The Verenigde Oostindische Compagnie (VOC), commonly known as the Dutch East India Company, has been described as the world’s first multinational company. The VOC’s trade reached across the Indian Ocean and stretched as far as Japan and China. The wealth this trade brought back to the Netherlands created what was termed ‘a golden age’ of prosperity for this small, newly independent country.
First expedition
The first Dutch expedition to the East Indies was organised by a consortium of nine Amsterdam businessmen. Armed with weapons supplied free of charge by the Dutch government who were anxious to see the venture succeed, four ships set sail in 1595. Three years later, the ships returned with pepper, nutmeg and mace, and the venture itself yielding a profit. By 1601, fourteen fleets had travelled to the East Indies, with profits of more than 400% made by some of the more successful expeditions. The Dutch were also discovering that, as Portugal had only limited naval strength in this region, they could offer improved trading terms or simply use their superior force with Asian kings and potentates.
The world’s first multinational
The greatest problem facing the Dutch was their own success. By 1601 the different East Indian companies formed by investors from different towns or regions in the Netherlands were beginning to compete seriously with each other and drive up prices. In 1602 a very original commercial institution was formed after lengthy negotiations by the Dutch Republic's central government: the Verenigde Oostindische Compagnie (VOC). Cities or provinces, which had sent out East Indian expeditions were granted a chamber or branch establishment amounting to six chambers in total. The VOC was given extraordinary independence from the Dutch federal government. It had a complete monopoly in the Far East and no independent Dutch merchants were allowed to operate there. The VOC had the right to set its own trade policies, conduct its own negotiations with foreign rulers, acquire and govern land in Asia, build its own fortified bases, raise its own military forces and wage wars. Control of the VOC was given to a board called Heeren XVII or Gentlemen Seventeen who were representatives of the different chambers. While the city of Amsterdam was the greatest contributor to the VOC, concern from other cities that it would become too powerful, meant it received only eight of 17 places on the board, giving other chambers the majority.
Expelling the Portuguese
In 1604, the VOC sent out a heavily armed fleet of 13 merchantmen to conquer Portuguese-held spice islands in the Moluccas, establish bases, and secure most of the world's trade in nutmeg, mace, and cloves. The new, powerful and extremely-well financed VOC quickly became the dominant force in the Far East. The VOC’s policy was neatly summed up by one company officer who went on to become the Governor-General in the Far East:
‘…we cannot carry trade without war nor war without trade.’

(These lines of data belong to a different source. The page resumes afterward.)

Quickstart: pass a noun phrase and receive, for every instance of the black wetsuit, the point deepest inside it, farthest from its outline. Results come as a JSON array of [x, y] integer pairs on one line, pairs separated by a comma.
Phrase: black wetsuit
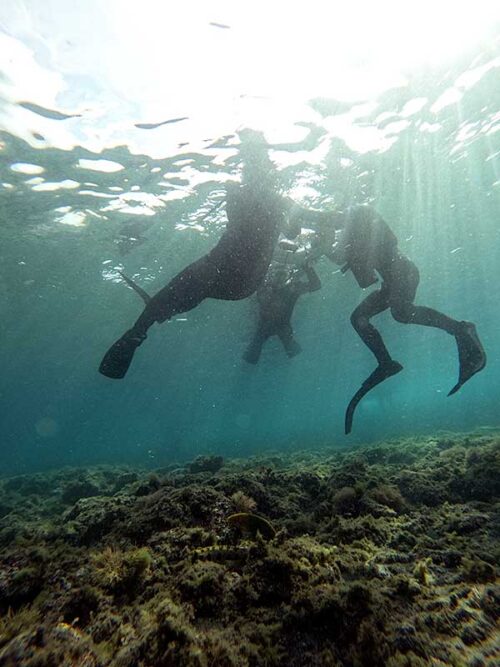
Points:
[[372, 247], [276, 304], [232, 270]]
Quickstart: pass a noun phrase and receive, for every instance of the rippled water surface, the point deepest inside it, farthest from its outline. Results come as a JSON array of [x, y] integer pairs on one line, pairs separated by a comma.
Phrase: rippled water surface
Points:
[[119, 126]]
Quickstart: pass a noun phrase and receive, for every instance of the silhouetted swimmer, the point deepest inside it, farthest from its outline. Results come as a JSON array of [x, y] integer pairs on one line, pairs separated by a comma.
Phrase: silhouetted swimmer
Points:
[[368, 246], [277, 298], [233, 269]]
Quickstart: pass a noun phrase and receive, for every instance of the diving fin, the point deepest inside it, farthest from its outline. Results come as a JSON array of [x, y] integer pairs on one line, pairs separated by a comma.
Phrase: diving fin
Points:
[[118, 358], [471, 355], [381, 373], [142, 293]]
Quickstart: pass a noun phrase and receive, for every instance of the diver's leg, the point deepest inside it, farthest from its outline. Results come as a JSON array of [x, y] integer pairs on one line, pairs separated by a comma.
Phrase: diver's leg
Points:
[[375, 303], [471, 355], [285, 334], [184, 292]]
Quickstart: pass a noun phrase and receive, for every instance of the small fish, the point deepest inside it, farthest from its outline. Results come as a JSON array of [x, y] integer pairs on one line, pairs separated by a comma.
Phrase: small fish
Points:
[[48, 113], [142, 293], [152, 126], [220, 25]]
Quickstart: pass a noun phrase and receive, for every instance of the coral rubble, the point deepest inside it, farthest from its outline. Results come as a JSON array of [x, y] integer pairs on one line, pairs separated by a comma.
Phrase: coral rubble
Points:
[[386, 555]]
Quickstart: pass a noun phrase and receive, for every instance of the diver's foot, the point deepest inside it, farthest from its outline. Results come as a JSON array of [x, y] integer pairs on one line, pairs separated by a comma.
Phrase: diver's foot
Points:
[[471, 355], [382, 372], [118, 358]]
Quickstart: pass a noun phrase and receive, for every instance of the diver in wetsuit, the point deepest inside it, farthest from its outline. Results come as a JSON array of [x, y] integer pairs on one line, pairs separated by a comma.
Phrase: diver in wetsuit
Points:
[[277, 298], [233, 269], [368, 246]]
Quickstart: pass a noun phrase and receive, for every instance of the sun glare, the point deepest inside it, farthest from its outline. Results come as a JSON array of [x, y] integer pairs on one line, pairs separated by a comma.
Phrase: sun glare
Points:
[[201, 68]]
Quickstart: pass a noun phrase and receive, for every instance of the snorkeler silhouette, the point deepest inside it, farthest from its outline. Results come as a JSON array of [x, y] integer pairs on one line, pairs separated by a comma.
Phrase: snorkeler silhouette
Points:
[[234, 269], [277, 298], [367, 246]]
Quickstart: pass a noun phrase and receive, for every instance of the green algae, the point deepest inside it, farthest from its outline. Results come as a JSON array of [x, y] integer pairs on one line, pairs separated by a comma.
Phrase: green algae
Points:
[[380, 556]]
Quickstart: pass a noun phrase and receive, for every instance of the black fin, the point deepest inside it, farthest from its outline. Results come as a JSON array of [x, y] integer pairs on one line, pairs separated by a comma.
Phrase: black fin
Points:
[[380, 374], [471, 355], [142, 293], [118, 358]]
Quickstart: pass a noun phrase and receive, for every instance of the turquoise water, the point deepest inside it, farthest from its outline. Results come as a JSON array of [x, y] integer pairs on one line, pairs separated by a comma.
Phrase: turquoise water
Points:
[[423, 149]]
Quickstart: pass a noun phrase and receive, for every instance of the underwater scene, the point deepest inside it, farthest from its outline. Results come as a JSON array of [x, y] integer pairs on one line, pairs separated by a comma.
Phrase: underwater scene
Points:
[[250, 333]]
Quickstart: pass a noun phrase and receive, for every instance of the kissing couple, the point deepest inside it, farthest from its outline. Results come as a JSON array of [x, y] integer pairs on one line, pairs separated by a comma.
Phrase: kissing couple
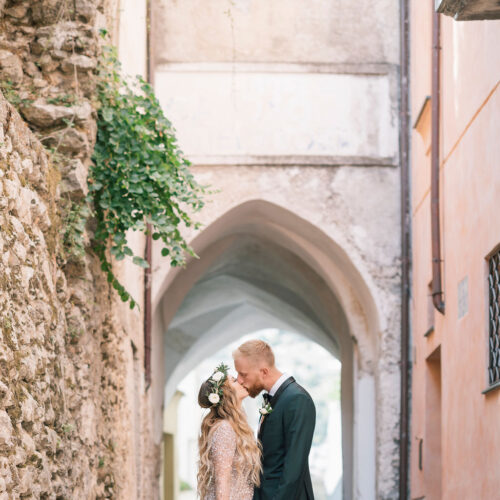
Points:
[[233, 465]]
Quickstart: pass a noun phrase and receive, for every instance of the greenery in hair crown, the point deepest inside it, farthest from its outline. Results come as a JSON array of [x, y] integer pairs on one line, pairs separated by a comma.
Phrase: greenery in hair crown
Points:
[[219, 376]]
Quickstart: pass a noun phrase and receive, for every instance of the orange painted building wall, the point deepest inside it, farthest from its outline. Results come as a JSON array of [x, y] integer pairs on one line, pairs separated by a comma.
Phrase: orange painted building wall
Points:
[[455, 428]]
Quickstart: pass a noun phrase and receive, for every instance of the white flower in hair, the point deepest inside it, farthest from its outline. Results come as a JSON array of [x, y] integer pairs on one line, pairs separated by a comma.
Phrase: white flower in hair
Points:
[[218, 376], [214, 398]]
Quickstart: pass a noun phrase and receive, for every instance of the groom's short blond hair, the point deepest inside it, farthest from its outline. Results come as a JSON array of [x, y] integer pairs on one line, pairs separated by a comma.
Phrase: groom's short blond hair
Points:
[[257, 350]]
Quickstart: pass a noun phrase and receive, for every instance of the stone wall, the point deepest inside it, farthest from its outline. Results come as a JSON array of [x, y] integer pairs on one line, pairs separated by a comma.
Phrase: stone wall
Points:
[[66, 357]]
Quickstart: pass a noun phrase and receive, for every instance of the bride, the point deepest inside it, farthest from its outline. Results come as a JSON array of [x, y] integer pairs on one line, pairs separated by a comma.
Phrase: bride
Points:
[[229, 455]]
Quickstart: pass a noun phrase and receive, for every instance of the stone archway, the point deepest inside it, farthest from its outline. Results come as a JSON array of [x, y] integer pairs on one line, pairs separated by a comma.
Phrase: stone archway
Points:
[[261, 265]]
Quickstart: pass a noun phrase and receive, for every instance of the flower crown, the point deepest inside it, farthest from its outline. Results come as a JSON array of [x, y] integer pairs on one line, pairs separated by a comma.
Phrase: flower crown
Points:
[[219, 376]]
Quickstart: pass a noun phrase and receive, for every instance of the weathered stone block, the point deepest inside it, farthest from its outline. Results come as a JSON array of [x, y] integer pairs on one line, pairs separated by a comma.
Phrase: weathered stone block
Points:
[[6, 431], [11, 67], [17, 11], [73, 141], [74, 181], [41, 114], [80, 62]]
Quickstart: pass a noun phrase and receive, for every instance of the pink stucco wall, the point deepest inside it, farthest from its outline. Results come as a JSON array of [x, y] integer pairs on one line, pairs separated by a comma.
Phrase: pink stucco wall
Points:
[[467, 420]]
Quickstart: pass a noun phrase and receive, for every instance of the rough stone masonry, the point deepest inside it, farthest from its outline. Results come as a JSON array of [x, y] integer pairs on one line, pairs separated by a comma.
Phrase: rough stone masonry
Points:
[[63, 415]]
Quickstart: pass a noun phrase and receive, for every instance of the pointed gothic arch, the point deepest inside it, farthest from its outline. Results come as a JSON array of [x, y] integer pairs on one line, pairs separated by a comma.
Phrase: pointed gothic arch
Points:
[[261, 265]]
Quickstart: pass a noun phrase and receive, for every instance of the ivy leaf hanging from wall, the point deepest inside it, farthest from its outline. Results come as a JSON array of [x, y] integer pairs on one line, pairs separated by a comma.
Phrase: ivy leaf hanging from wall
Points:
[[139, 175]]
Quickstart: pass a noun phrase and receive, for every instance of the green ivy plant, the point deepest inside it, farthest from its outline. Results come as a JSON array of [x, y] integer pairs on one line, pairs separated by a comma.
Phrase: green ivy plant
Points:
[[139, 175]]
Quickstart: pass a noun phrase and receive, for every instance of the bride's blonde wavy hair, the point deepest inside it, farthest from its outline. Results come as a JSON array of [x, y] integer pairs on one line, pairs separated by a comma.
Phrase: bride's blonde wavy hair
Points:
[[248, 450]]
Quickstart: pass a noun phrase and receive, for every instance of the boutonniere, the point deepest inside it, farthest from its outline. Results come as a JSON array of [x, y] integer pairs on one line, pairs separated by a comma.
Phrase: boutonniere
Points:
[[266, 409]]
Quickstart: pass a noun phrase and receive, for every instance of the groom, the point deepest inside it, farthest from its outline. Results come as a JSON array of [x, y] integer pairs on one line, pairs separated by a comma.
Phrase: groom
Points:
[[286, 432]]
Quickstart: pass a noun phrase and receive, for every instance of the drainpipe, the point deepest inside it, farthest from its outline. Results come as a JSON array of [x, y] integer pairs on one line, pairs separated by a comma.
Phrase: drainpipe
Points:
[[149, 240], [405, 250], [437, 292]]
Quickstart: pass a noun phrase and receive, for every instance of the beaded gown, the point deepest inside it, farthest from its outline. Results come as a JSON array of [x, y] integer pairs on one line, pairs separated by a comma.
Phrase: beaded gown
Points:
[[226, 483]]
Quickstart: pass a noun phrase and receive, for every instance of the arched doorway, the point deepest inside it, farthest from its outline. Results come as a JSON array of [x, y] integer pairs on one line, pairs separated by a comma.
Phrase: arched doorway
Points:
[[262, 266], [314, 367]]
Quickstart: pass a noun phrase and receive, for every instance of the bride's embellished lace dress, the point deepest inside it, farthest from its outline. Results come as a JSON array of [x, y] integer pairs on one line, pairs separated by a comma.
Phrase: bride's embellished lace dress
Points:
[[226, 483]]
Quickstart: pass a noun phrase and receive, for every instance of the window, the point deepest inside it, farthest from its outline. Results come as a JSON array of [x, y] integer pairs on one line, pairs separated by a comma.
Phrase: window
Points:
[[494, 318]]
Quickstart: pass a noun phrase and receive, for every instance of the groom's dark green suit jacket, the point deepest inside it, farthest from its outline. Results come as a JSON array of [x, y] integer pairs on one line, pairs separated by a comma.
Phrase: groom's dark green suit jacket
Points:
[[286, 436]]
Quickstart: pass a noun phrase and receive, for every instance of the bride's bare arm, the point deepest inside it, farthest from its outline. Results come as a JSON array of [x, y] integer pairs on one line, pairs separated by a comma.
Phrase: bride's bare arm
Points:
[[223, 449]]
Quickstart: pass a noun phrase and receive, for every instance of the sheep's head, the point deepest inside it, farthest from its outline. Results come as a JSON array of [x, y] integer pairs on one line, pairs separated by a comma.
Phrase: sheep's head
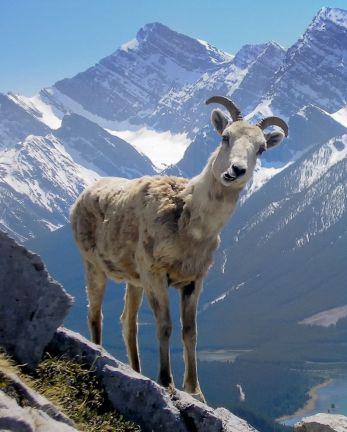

Governor-General Jan Pieterszoon Coen, the VOC's de facto chief executive [in the East Indies], to the Heeren XVII, the VOC's board of directors [in the Dutch Republic] (1614)
A bloody legacy
The VOC was responsible for a series of massacres of Indigenous peoples of the East Indies, under the direction of the Heeren XVII and led by Coen - particularly in Banda (1621) and Ambon (1623). Breaches of the nutmeg and mace trade monopoly were used as the excuse to massacre and displace most of the population. The VOC also took part in slavery and slave trading during its two hundred years of activity, taking people from East Africa, Madagascar and the Mascarene Islands (Mauritius and Réunion), the Indian subcontinent and southeast Asia. Laurens Real, the Governor-General in the East Indies (1615-1619), introduced slave labour into the nutmeg plantations on Ambon while his successor, Coen, introduced slave labour to the rest of the VOC settlements in the East Indies. By the time Jan van Riebeeck settled in the Cape in 1652, slavery was a long-established way of obtaining labour for the VOC.
Expansion and decline
The VOC rapidly expanded and constructed a maritime empire. Controlling coastal areas like the Cape in Southern Africa and avoiding unrest inland was necessary for uninterrupted trade. Eventually, the VOC were able to control the Spice Islands with the exception of a few British outposts. Unlike other trading companies, the VOC set up an intra-Asiatic trade network. Although it was unsuccessful in fully eliminating its competition, the VOC was the only company permitted to trade with Japan. During its existence, the VOC imported more goods and sent more ships to Asia than all other European trade companies combined. It was declared bankrupt and nationalised in 1798 after decades of financial problems, partially due to the wars with England.